Jules Ohman (Raya Jade Photography )

Finishing your first novel is a massive achievement that anyone should be proud of, but Portlander Jules Ohman’s Body Grammar (Vintage, 320 pages, $17) is more than a perfect beginning to her career. It’s a story so captivating from start to finish that it’s difficult to believe it’s a debut.

Set partly in Portland, Body Grammar follows its protagonist, Lou, and her friends through the summer between high school graduation and whatever lies on the other side. Intent on making the most out of a perfect summer day, they undertake an adventure that is anything but, forcing them to try to make sense of their lives.

For Lou, that means confronting how she is perceived. Continuously scouted by modeling agents for her androgynous look, she takes each card with no interest, often feeling that clothes are wearing her, rather than the other way around. She prefers to be behind the camera, spending most of her time taking photographs of her close friend Ivy.

Body Grammar is a coming-of-age story so refreshing and realistic that it is easy to imagine yourself there in each moment with Jules and Ivy. You don’t just picture them as characters—you picture them as people from your own life.

While some novels build to a climax only to slowly taper off, Body Grammar quickly sets a steady pace that it maintains through its final pages. Ohman craftily weaves together both the delicate and the dense, allowing the reader to feel the currents of its defining themes, including queerness, first love, grief, identity, healing and acceptance.

For those who identify as queer or LGBTQ+, there is an inner knowing as a teen that there is something within that is different, but the ability to identify or articulate what exactly that is remains just out of reach. Body Grammar excels when it explores that idea, particularly in this excerpt (page 29):

“...[A]nd all she felt was sorry: Sorry that she didn’t have a song, the words, or a firm hold on any of what she felt, which was so enormous, so physical, that sometimes it was like she was lost in the dense branches of a tree so high up she couldn’t even imagine reaching the top, let alone looking down. Sorry that Ivy was so much, the most of anyone, already up there at the top, and Lou was just herself, climbing.”

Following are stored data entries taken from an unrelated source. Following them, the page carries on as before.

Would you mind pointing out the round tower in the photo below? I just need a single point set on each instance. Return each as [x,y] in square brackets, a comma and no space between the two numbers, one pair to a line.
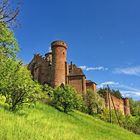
[59,58]
[126,106]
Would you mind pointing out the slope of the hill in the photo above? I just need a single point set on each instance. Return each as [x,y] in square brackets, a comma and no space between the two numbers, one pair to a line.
[46,123]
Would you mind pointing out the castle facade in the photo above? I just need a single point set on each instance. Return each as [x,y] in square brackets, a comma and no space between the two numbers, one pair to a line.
[54,70]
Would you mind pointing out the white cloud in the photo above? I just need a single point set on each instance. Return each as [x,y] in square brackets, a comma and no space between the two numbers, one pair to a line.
[128,71]
[100,68]
[127,91]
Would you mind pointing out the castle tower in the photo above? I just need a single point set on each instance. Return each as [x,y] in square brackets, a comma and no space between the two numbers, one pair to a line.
[126,106]
[59,58]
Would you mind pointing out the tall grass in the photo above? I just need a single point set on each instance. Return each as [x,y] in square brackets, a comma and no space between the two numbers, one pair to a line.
[45,123]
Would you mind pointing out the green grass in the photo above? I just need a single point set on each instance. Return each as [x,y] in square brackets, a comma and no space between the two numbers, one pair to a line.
[46,123]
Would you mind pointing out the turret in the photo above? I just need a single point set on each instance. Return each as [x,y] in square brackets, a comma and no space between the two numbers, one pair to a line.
[126,106]
[59,57]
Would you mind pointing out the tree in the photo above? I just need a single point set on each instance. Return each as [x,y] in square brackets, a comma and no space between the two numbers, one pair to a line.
[65,99]
[102,92]
[8,13]
[16,84]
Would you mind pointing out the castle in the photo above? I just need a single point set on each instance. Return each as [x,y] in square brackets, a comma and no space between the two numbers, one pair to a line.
[54,70]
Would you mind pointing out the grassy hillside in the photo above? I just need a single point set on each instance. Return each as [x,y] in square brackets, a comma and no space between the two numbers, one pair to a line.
[45,123]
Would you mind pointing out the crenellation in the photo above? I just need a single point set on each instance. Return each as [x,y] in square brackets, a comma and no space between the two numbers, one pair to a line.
[53,69]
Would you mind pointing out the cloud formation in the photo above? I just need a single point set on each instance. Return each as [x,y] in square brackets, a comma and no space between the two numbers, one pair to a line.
[100,68]
[128,71]
[127,91]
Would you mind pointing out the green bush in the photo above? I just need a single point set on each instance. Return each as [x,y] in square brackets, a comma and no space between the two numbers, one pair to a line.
[65,98]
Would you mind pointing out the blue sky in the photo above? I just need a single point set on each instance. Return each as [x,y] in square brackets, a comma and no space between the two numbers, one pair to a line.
[103,37]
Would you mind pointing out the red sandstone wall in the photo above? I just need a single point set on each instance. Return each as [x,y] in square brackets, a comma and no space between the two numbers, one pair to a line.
[59,55]
[77,83]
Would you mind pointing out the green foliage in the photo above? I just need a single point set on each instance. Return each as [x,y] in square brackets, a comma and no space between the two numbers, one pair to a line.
[134,107]
[94,103]
[130,123]
[65,98]
[43,122]
[16,84]
[8,44]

As Body Grammar progresses, we follow Lou into the shimmering world of high-profile, fast-paced fashion shows and photo shoots in New York City and Rome. In Lou’s attempt to have purpose, there is a crisp juxtaposition. The more she tries to find it, the more she starts to lose herself and whom she loves.

It’s a journey defined partly by a tragic accident that occurs on a hike. Through Lou’s struggle to understand her identity, Ohman shows the ways in which tragedy and trauma can change us—and what it’s like to live for someone other than yourself.

Although we’re watching a queer character learn to navigate life throughout Body Grammar, its themes are universal. Thanks to the breadth of its ideas and the quality of Ohman’s writing, the novel is a true gem that seems to exist beyond time, seeing humans as holistic beings with multiple dimensions. However many hours Ohman spent on Body Grammar, one thing is clear—each one was worth it.

SEE IT: Jules Ohman appears in conversation with Kimberly King Parsons at Powell’s City of Books, 1005 W Burnside St., 800-878-7323, powells.com. 7 pm Thursday, June 16. Free.